Enzalutamide is suitable for treating prostate cancer that has spread. Apalutamide and darolutamide are suitable for treating cancer that has spread and is resistant to other types of hormone therapy.

The ACS lists the potential side effects of each type of anti-androgen. The side effects of first-generation anti-androgens may include:

The side effects of second-generation anti-androgens may include:

  • diarrhea
  • fatigue
  • rash
  • worsening of hot flashes
  • effects on the nervous system, such as dizziness or, in rare cases, seizures
  • heart problems
  • increased risk of falls

Darolutamide is the only second-generation anti-androgen to not cross the blood-brain barrier. This means the drug may cause fewer side effects relating to the central nervous system.

Anti-androgens are not the only treatment option for advanced prostate cancer. Other treatments include:

  • other types of hormone therapies
  • chemotherapy, which may be in combination with hormone therapy
  • external radiation therapy, which a doctor can follow with hormone therapy
  • bisphosphonates, which are drugs to treat bone disease if prostate cancer has spread to the bones
  • alpha emitter radiation therapy, where a doctor injects a radioactive substance into the body to destroy cancer cells
  • watchful waiting or active surveillance, in which a doctor will monitor the disease if it is progressing slowly or symptoms are unchanging rather than administering treatments that may come with risks
  • transurethral resection of the prostate (TURP), which is the surgical removal of prostate tissue
  • a clinical trial with radical prostatectomy, which is surgery to remove the prostate, and orchiectomy, which is surgery to remove one or both testicles

People can talk with a doctor to discuss which treatment options may be the most beneficial, as well as potential side effects. The ACS suggests speaking with different doctors to get different opinions on the most effective treatments.

A person may also discuss clinical trials with a doctor, and if there are any suitable trials they may be able to join.

Clinical trials are currently looking at new treatment options for prostate cancer, such as using cryosurgery to freeze cancer cells or high-energy sound waves to destroy cancer cells.

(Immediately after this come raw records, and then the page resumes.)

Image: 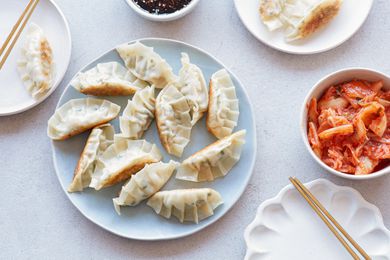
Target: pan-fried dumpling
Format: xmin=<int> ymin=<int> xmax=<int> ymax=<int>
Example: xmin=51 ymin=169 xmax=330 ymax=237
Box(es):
xmin=70 ymin=62 xmax=148 ymax=96
xmin=260 ymin=0 xmax=342 ymax=41
xmin=119 ymin=87 xmax=156 ymax=139
xmin=147 ymin=188 xmax=223 ymax=223
xmin=113 ymin=160 xmax=178 ymax=214
xmin=116 ymin=42 xmax=176 ymax=88
xmin=18 ymin=24 xmax=54 ymax=98
xmin=156 ymin=85 xmax=192 ymax=157
xmin=89 ymin=135 xmax=162 ymax=190
xmin=176 ymin=130 xmax=246 ymax=182
xmin=286 ymin=0 xmax=342 ymax=41
xmin=68 ymin=124 xmax=115 ymax=192
xmin=206 ymin=69 xmax=239 ymax=139
xmin=47 ymin=98 xmax=120 ymax=140
xmin=177 ymin=53 xmax=209 ymax=125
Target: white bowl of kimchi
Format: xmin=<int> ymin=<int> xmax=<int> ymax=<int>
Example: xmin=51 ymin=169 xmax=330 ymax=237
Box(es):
xmin=301 ymin=68 xmax=390 ymax=180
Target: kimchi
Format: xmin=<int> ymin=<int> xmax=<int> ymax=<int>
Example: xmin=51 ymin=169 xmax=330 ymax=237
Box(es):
xmin=307 ymin=80 xmax=390 ymax=175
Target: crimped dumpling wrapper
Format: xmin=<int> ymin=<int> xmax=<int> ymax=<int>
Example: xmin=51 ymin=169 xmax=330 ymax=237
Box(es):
xmin=206 ymin=69 xmax=240 ymax=139
xmin=47 ymin=98 xmax=120 ymax=140
xmin=176 ymin=52 xmax=209 ymax=125
xmin=89 ymin=135 xmax=162 ymax=190
xmin=176 ymin=130 xmax=246 ymax=182
xmin=156 ymin=84 xmax=192 ymax=157
xmin=147 ymin=188 xmax=223 ymax=223
xmin=113 ymin=160 xmax=179 ymax=215
xmin=116 ymin=41 xmax=176 ymax=88
xmin=68 ymin=124 xmax=115 ymax=192
xmin=70 ymin=62 xmax=149 ymax=96
xmin=119 ymin=87 xmax=156 ymax=139
xmin=18 ymin=23 xmax=55 ymax=98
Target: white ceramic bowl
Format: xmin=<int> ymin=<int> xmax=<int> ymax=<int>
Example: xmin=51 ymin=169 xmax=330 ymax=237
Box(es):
xmin=300 ymin=68 xmax=390 ymax=180
xmin=125 ymin=0 xmax=200 ymax=22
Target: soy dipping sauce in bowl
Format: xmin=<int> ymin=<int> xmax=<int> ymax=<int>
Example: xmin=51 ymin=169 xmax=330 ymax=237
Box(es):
xmin=126 ymin=0 xmax=199 ymax=21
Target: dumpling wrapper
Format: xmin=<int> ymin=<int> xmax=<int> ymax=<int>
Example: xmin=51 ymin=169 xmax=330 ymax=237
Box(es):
xmin=259 ymin=0 xmax=342 ymax=41
xmin=18 ymin=23 xmax=54 ymax=98
xmin=176 ymin=130 xmax=246 ymax=182
xmin=68 ymin=124 xmax=115 ymax=192
xmin=116 ymin=41 xmax=176 ymax=88
xmin=147 ymin=188 xmax=223 ymax=223
xmin=113 ymin=160 xmax=178 ymax=212
xmin=206 ymin=69 xmax=240 ymax=139
xmin=177 ymin=53 xmax=209 ymax=125
xmin=70 ymin=62 xmax=148 ymax=96
xmin=119 ymin=87 xmax=156 ymax=139
xmin=47 ymin=98 xmax=120 ymax=140
xmin=156 ymin=84 xmax=192 ymax=157
xmin=89 ymin=135 xmax=162 ymax=190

According to a 2019 article, newer anti-androgens such as enzalutamide and apalutamide may be an important part of treating castration-resistant prostate cancer (CRPC). CRPC is prostate cancer that continues to grow despite low testosterone levels.

Research in the article shows enzalutamide improves overall survival in metastatic CRPC before and after treatment with chemotherapy. Metastasis is the process of cancer cells spreading throughout the body.

Enzalutamide also improved metastatic-free survival in nonmetastatic CRPC.

Researchers in the article suggest that a combination of ADT and anti-androgen treatment may improve the effectiveness of treatment.

Prostate cancer cells require androgens to grow. Anti-androgen drugs bind to androgen receptors on prostate cancer cells to prevent or slow their growth.

Anti-androgens do not block the production of androgens, so doctors may use them after trying hormone therapies that prevent androgen production.

People may receive anti-androgen drugs in combination with other treatments, such as other hormone therapies, chemotherapy, or radiation therapy.